Take building regulations, a few years back they consisted of one A5 book, now there is a set of paperwork the size of war and peace involving regulations that require complex mathematics to work out compliance - the effect is that a culture of non compliance builds up - council, building inspectors can do little and the only real sanction is supposedly when you sell your home, however you can apparently buy indemnity against a compliance order for about £50 because such orders are so rare. [you couln't make it up etc. etc.]
The problem is that once a culture of non compliance builds up, it wont be just that the windows dont meet the new thermal insulation standards that didnt exist until recently or that there isn't an electrical certificate for the new plug in the kitchen that didn't need one anyway until 2005, a culture of non compliance will extend to foundations walls and loft conversions.
That is the real danger of too many regulations. That by generating a culture of non compliance they cause the things that really should be regulated to be ignored, putting us all in danger.

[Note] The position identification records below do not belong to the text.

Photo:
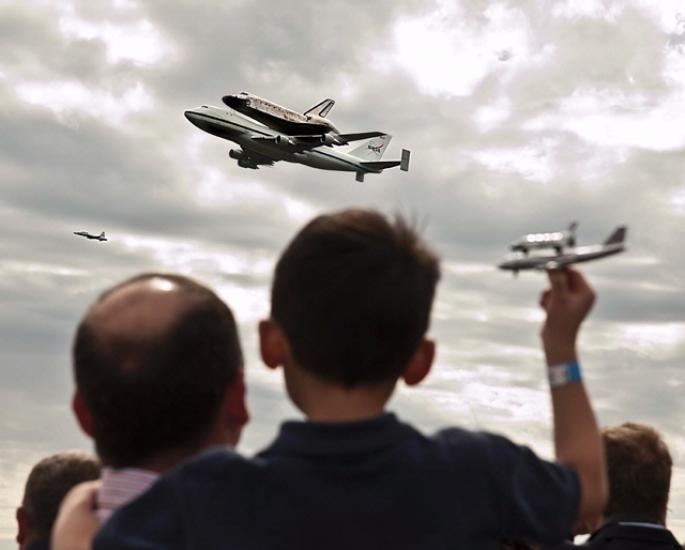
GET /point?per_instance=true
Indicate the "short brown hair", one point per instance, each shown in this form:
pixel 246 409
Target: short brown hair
pixel 353 293
pixel 48 483
pixel 639 467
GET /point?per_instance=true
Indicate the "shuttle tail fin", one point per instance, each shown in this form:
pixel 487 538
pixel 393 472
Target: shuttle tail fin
pixel 373 149
pixel 321 109
pixel 618 236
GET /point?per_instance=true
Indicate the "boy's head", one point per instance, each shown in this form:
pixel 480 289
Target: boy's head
pixel 639 467
pixel 49 481
pixel 352 296
pixel 158 369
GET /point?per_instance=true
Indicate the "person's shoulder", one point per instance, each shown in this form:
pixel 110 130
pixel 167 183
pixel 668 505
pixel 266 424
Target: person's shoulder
pixel 471 443
pixel 212 466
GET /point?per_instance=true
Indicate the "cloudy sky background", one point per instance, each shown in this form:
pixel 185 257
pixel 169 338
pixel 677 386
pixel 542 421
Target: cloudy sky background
pixel 521 116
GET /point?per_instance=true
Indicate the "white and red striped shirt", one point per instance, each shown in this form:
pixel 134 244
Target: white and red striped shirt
pixel 121 486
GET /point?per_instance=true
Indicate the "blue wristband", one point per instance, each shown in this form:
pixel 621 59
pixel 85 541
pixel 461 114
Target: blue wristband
pixel 560 375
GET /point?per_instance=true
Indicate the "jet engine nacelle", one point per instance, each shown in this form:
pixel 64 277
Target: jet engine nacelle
pixel 245 163
pixel 328 139
pixel 284 139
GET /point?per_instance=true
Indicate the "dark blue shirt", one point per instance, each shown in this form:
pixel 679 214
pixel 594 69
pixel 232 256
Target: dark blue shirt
pixel 376 484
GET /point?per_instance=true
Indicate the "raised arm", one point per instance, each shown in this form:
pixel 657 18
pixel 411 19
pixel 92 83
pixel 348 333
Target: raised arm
pixel 577 440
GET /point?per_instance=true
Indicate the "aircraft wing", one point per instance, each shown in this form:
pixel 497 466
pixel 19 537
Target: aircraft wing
pixel 297 143
pixel 359 136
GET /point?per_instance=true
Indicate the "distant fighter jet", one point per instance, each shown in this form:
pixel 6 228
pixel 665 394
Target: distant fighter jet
pixel 263 146
pixel 100 237
pixel 558 258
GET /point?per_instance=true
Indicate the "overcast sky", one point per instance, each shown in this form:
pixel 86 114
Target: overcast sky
pixel 521 116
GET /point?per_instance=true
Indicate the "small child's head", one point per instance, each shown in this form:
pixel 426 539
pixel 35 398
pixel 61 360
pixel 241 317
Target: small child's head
pixel 351 300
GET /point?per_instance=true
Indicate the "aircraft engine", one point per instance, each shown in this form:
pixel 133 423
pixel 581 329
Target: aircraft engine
pixel 328 139
pixel 246 163
pixel 284 139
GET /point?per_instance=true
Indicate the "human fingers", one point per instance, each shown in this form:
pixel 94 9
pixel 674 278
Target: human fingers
pixel 544 298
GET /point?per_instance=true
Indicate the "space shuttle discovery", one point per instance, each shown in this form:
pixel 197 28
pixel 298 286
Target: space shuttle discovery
pixel 287 121
pixel 268 133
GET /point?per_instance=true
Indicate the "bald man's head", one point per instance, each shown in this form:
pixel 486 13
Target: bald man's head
pixel 152 359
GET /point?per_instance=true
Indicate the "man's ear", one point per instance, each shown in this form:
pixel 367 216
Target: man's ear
pixel 272 344
pixel 420 364
pixel 21 526
pixel 85 420
pixel 235 404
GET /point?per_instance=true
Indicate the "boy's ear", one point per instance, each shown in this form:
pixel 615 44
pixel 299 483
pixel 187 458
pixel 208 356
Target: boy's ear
pixel 420 364
pixel 272 344
pixel 21 526
pixel 82 413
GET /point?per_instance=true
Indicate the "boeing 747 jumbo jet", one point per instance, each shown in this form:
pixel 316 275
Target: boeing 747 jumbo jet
pixel 558 257
pixel 101 237
pixel 264 146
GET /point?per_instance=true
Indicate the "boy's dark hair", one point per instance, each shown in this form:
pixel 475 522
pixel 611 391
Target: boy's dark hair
pixel 353 294
pixel 639 467
pixel 48 483
pixel 152 395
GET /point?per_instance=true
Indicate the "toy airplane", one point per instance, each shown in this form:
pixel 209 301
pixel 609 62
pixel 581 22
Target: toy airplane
pixel 101 237
pixel 556 240
pixel 263 146
pixel 559 250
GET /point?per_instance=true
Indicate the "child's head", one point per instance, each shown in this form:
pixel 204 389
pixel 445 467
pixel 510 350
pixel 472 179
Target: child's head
pixel 352 295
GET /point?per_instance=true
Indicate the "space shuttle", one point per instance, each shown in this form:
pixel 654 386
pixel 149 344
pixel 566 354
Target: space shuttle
pixel 313 121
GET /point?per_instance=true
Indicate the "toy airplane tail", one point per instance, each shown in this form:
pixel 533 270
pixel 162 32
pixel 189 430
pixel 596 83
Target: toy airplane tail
pixel 618 236
pixel 321 109
pixel 373 149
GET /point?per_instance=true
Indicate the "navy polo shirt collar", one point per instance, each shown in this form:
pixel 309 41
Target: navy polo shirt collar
pixel 297 438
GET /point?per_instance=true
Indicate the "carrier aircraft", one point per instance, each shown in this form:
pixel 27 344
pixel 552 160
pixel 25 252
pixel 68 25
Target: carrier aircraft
pixel 261 145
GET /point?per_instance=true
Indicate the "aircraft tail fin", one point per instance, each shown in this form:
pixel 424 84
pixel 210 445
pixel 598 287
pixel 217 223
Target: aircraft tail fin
pixel 321 109
pixel 373 149
pixel 618 236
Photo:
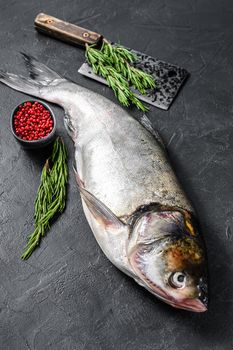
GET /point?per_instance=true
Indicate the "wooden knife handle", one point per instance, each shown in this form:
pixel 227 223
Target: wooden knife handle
pixel 65 31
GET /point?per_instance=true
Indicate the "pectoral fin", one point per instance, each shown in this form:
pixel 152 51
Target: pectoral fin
pixel 97 208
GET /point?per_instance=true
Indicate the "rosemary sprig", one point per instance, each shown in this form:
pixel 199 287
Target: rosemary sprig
pixel 115 64
pixel 51 195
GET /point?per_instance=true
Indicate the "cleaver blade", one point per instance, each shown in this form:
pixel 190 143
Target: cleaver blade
pixel 169 79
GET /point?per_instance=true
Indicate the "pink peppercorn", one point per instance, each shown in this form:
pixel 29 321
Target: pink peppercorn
pixel 32 121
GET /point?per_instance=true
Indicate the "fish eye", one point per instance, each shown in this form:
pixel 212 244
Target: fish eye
pixel 177 279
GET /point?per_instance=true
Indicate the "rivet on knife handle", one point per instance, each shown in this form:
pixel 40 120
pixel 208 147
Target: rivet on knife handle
pixel 65 31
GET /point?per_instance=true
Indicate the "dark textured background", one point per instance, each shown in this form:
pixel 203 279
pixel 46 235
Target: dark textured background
pixel 68 296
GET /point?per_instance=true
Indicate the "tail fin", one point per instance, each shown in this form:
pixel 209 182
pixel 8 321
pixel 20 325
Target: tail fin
pixel 41 77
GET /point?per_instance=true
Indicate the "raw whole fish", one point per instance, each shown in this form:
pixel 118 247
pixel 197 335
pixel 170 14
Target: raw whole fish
pixel 131 197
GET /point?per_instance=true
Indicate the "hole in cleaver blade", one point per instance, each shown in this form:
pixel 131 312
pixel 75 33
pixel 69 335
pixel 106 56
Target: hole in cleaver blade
pixel 169 79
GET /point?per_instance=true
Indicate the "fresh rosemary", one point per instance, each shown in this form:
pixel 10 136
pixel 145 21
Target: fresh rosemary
pixel 115 64
pixel 51 195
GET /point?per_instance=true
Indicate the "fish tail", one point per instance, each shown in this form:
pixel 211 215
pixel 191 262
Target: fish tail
pixel 39 82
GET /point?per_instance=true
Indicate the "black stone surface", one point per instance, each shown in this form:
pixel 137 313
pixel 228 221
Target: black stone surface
pixel 68 296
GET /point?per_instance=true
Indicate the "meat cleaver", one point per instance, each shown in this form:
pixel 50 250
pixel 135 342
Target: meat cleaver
pixel 169 77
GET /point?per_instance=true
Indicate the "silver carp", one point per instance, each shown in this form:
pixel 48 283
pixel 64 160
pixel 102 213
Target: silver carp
pixel 132 200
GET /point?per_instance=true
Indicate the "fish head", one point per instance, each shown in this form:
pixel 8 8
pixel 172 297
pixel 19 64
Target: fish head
pixel 168 258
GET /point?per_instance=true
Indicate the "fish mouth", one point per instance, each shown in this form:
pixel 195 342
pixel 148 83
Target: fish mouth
pixel 194 305
pixel 199 304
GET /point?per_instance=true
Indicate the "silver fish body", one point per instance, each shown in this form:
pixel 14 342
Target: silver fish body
pixel 131 197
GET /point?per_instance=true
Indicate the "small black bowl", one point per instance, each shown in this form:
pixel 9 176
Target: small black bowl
pixel 43 142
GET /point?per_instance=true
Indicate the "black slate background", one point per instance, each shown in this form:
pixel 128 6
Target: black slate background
pixel 68 296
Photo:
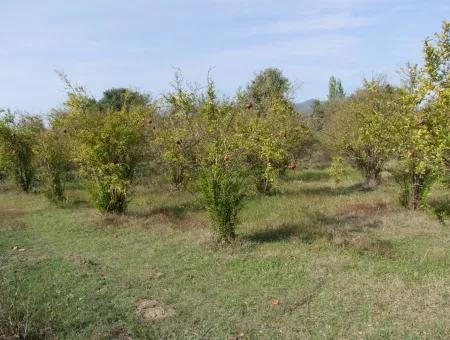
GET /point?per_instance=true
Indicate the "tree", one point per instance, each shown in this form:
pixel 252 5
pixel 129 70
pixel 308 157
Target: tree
pixel 179 131
pixel 271 127
pixel 267 84
pixel 117 99
pixel 19 136
pixel 222 171
pixel 335 89
pixel 361 129
pixel 55 152
pixel 423 123
pixel 108 145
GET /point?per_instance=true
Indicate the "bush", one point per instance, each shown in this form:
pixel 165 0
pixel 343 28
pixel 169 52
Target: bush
pixel 223 173
pixel 55 162
pixel 108 146
pixel 337 169
pixel 19 138
pixel 223 190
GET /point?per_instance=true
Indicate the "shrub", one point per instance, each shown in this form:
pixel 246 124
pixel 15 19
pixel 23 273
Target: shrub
pixel 223 173
pixel 361 129
pixel 223 190
pixel 108 145
pixel 179 132
pixel 337 169
pixel 19 138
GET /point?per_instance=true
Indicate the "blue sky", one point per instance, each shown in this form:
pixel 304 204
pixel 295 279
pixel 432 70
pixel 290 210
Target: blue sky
pixel 136 43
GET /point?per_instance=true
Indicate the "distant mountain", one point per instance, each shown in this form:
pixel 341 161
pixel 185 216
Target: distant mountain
pixel 305 107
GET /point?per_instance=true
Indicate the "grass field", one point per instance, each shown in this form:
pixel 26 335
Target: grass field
pixel 315 261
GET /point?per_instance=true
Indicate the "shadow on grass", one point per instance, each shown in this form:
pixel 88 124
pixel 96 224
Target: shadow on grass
pixel 441 207
pixel 309 176
pixel 284 232
pixel 177 212
pixel 342 231
pixel 330 191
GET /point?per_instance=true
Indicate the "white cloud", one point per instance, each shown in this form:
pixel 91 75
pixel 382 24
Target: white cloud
pixel 325 22
pixel 317 46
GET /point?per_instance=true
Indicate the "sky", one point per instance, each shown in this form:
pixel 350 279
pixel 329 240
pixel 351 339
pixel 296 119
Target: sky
pixel 139 44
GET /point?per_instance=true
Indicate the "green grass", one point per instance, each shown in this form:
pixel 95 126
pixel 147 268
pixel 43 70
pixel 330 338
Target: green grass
pixel 341 261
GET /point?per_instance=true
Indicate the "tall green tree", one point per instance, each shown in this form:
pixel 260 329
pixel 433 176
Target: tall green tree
pixel 335 88
pixel 423 123
pixel 361 130
pixel 19 136
pixel 108 146
pixel 122 98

Hasn't the tax on alcopops become disproportionately low compared to beer and wine over the last ten years, because they're taxed as spirits, and in virtually every budget Brown gave us his hilarious party piece of a freeze on spirit duty to help the Scotch whisky industry?
Iain - I thought you wanted to ban plastic bags?
Please explain how that isn't nanny state, but the other three are?
The ban on second homes is completely unenforceable and is just another example of gesture politics. Though I'd happily ban the practice of allowing MPs to buy second homes at our expense. Reducing stamp duty/building more homes would help as would reducing the income tax paid by the lower paid. The real problem is that we have too many MPs and public officials with nothing to do so they spend their time dreaming up ever more ludicrous ways of interfering in our lives. We ignore them - we have to otherwise we'd go mad - and that is the way respect for the rule of law is eroded until we end up like the Italians but without their weather / joie de vivre etc., unfortunately.